Pertama, Pinangki dinyatakan terbukti menerima uang suap 500.000 dollar Amerika Serikat dari Djoko Tjandra. Kedua, Pinangki terbukti melakukan tindak pidana pencucian uang dengan total 375.229 dollar AS atau setara Rp 5,25 miliar. Pinangki juga dinyatakan terbukti melakukan pemufakatan jahat bersama Djoko Tjandra, Andi Irfan Jaya, dan mantan kuasa hukum Djoko Tjandra, Anita Kolopaking. Mereka terbukti menjanjikan uang 10 juta dollar AS kepada pejabat Kejagung dan MA demi mendapatkan fatwa. Setelah putusan banding, kejaksaan memutuskan tidak mengajukan kasasi kepada Mahkamah Agung. Sebab, tuntutan jaksa penuntut umum telah dipenuhi dalam putusan majelis hakim Pengadilan Tinggi DKI Jakarta.

Lebih ringan dari perantara suap

Hukuman yang diterima Pinangki lebih ringan jika dibandingkan vonis terhadap Andi Irfan Jaya. Andi Irfan Jaya divonis 6 tahun penjara dan denda Rp 100 juta oleh majelis hakim Pengadilan Tipikor Jakarta. Ia dinilai terbukti membantu Djoko, secara sah dan meyakinkan melakukan tindak pidana karena sengaja memberi bantuan ketika kejahatan korupsi dilakukan.

Menurut majelis hakim, uang sebesar 500.000 Dollar AS telah diterima Pinangki melalui perantaraan Andi. Kemudian, sebanyak 50.000 Dollar AS diberikan kepada Anita Kolopaking. Uang itu sebagai uang muka untuk pengurusan fatwa MA melalui Kejaksaan Agung agar Djoko tidak perlu menjalani pidananya. Demikian pula Andi turut serta dalam permufakatan jahat dengan turut merencanakan rencana aksi.

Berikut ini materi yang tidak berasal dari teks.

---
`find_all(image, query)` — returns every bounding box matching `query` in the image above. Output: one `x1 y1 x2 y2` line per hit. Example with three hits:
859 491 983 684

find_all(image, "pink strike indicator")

Menurut peneliti Indonesia Corruption Watch (ICW) Kurnia Ramadhana, semestinya Pinangki mendapatkan hukuman yang berat. Sebab, Pinangki merupakan penegak hukum dan terbukti bersalah melakukan tiga tindak pidana sekaligus berdasarkan putusan majelis hakim Pengadilan Tindak Pidana Korupsi Jakarta. "Lebih miris lagi, terdakwa menjalankan praktik korupsi guna membantu buron (kasus) korupsi yang sedang dicari oleh Kejaksaan Agung, Djoko S Tjandra," ujar Kurnia. "Bagi ICW, seluruh penanganan korupsi suap, pencucian uang, dan pemufakatan jahat Pinangki hanya dagelan semata," tutur dia. Hal senada diungkapkan, Koordinator Masyarakat Antikorupsi Indonesia (MAKI) Boyamin Saiman.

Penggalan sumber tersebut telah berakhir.